November 16, 2005: From the Editor
It’s fair to say that PAW writer Mark F. Bernstein ’83 accepted the assignment for this issue’s cover story with a bit of trepidation. He was to profile “parent coach” Julie King ’82 by writing a first-person account of his experience in one of King’s parenting seminars. Since the ground rules prohibited him from identifying other parents in the session, Bernstein realized that, as he writes here, “the only person who will be publicly identified in this article as a bad parent is me.”
For the record, Bernstein has two happy, curious, well-behaved girls — so he and his wife must be doing a lot right. And not everything this East Coast parent learned at King’s California class was a perfect fit — he was, he quickly learned, probably the most conservative parent in the group. But he did learn some techniques to add to his parenting repertoire.

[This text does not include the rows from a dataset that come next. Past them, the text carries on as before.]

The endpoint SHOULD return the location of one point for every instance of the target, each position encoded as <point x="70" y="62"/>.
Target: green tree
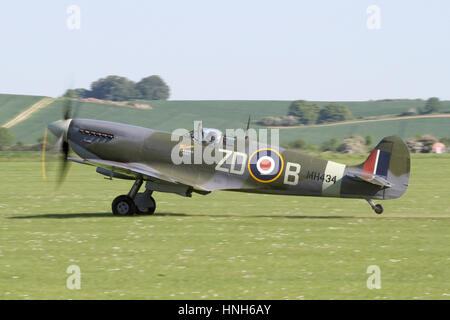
<point x="306" y="112"/>
<point x="433" y="105"/>
<point x="6" y="138"/>
<point x="114" y="88"/>
<point x="335" y="112"/>
<point x="153" y="88"/>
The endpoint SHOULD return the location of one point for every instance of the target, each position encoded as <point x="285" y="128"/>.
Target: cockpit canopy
<point x="209" y="135"/>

Sensing that other Princeton parents could use a word or two of advice, King, who teaches a popular Marin County workshop called “How to Talk So Kids Will Listen and Listen So Kids Will Talk” and maintains a Web site at www.julieking.org, has agreed to answer parenting questions. Send your questions to email@example.com along with your contact information. Questions and responses will be published at PAW Online. (As parenting questions might cause a twinge of embarrassment, names will not be published without permission — after all, we have kids, too.)

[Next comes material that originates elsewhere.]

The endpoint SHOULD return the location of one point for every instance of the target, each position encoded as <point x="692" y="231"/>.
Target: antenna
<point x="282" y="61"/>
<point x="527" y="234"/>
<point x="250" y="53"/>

Also in this issue, Merrell Noden ’78 writes about the soaring prices of literary and other manuscripts — making it hard for Princeton’s library system to remain competitive in its special collections. Over the years, the library has received much-needed support in that effort from alumni and the Friends of the Princeton University Library, which is celebrating its 75th anniversary this year.

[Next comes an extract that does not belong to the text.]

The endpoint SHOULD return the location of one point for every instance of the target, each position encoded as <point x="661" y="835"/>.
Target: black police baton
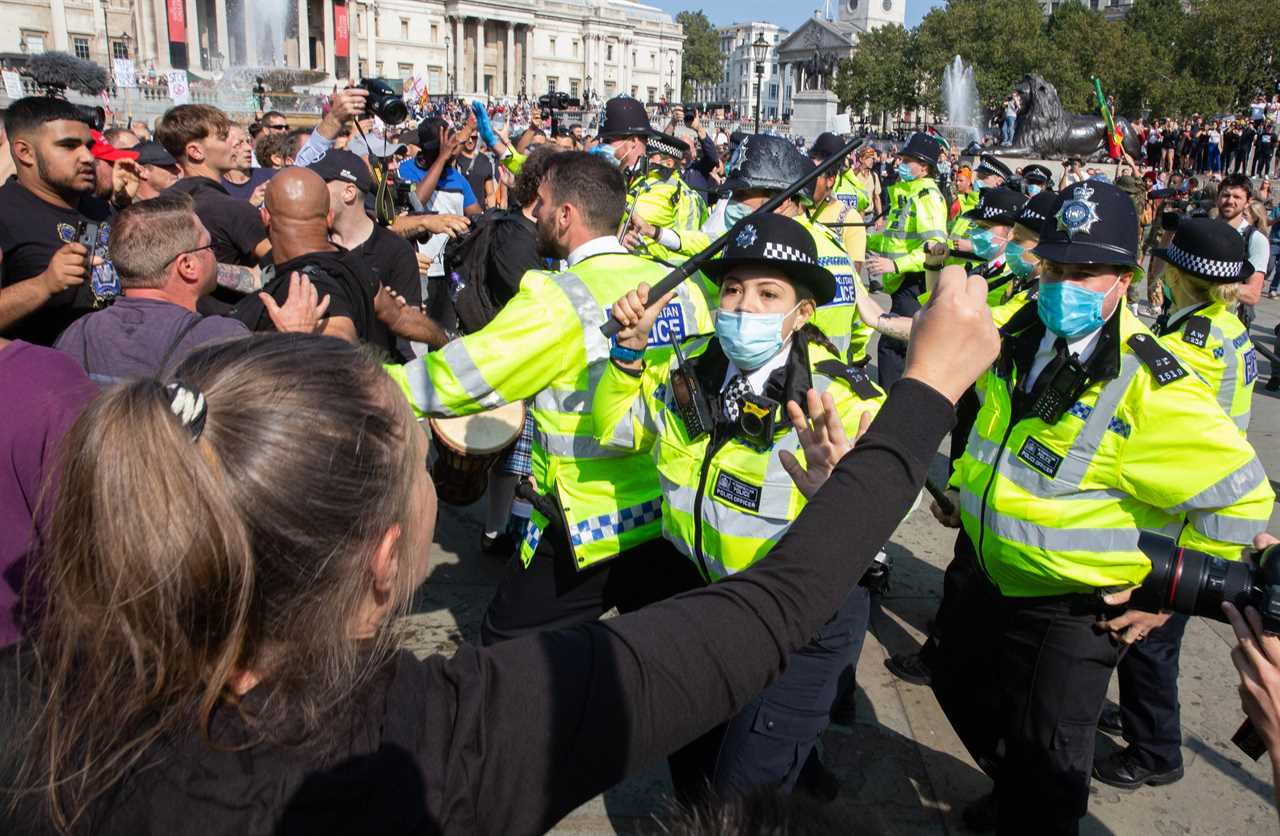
<point x="695" y="264"/>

Alumni have contributed some of the library’s most prized possessions. The vast collection of Islamic manuscripts, for example, is based on a donation by Robert Garrett, a member of the Class of 1897 (funding through the David A. Gardner ’69 Magic Project will allow the collection to be catalogued and digitized for easier access); Robert H. Taylor ’30 contributed an extensive collection of English literature; and Leonard Milberg ’53 has contributed collections of Irish and American writers. There are many others.
But as Noden writes, the world of collecting isn’t what it used to be. Literary and other manuscripts have sold recently for millions of dollars, and curators at many universities, including Princeton, often are left on the sidelines. The Friends are attempting to assist in the effort again, and have established an anniversary fund to “enable the library to become competitive with other institutions.” It’s a significant challenge for this anniversary year.